The article is, in fact, an excellent analysis of three British music copyright cases. Considering how prevalent musical arrangements were, it is no surprise that there was litigation concerning copyright from time to time. Legal arguments examined various factors. No-one disputed the importance of the melody, but as we all know, there is more to a composition than that, and as for a series of opera tunes rearranged into a different order for dancing to? Well, you’ll have to read it!

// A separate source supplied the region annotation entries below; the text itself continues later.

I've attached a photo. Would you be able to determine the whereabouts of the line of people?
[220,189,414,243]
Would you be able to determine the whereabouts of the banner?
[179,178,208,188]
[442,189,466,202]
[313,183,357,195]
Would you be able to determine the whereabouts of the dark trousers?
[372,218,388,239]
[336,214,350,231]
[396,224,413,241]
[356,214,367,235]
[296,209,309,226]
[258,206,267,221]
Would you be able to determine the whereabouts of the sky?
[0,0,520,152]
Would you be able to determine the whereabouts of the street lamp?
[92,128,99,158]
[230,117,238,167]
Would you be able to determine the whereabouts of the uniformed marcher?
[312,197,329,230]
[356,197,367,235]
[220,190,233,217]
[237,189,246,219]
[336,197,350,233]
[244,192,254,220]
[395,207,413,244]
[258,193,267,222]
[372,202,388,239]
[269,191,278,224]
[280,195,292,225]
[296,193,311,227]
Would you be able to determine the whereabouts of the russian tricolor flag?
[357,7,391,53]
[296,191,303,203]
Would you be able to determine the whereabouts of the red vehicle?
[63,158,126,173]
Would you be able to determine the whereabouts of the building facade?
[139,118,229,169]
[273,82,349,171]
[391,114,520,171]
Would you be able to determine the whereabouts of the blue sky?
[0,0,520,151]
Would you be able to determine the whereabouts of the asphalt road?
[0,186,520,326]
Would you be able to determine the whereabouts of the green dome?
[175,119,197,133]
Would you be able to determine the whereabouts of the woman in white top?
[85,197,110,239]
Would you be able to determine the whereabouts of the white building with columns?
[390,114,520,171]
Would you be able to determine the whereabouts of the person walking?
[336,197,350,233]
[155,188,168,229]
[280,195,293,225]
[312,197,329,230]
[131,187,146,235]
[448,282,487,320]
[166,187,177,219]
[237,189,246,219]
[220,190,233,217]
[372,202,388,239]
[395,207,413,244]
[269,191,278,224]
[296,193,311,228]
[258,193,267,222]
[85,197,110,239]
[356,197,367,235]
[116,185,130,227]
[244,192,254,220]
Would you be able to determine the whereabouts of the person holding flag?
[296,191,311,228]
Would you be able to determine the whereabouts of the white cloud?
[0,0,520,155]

It was interesting to find names that I have often encountered in other capacities, and particularly fun to meet my friend the quadrille arranger, Philippe Musard, again. (I looked at some of his quadrilles while reconstructing the contents of the University of St Andrews’ most popular copyright music volume, vol.284, now missing.)

Even if I don’t rush off to follow up all Lockhart’s references, there are a dozen or so that I shall be adding to our bibliography. There’s a lot there, excellent for providing context to our own research:-

  • What music the Victorians enjoyed
  • The development of legal definitions around the process and art of musical arrangement
  • How musicians perceived arrangements
  • Evidence that the records of music registration were actually referred to in cases of litigation!

When I get the chance to open my laptop, I will get these references into Mendeley and then into the bibliography. For now, with a tablet on a crowded Virgin train, I have to concede temporary defeat!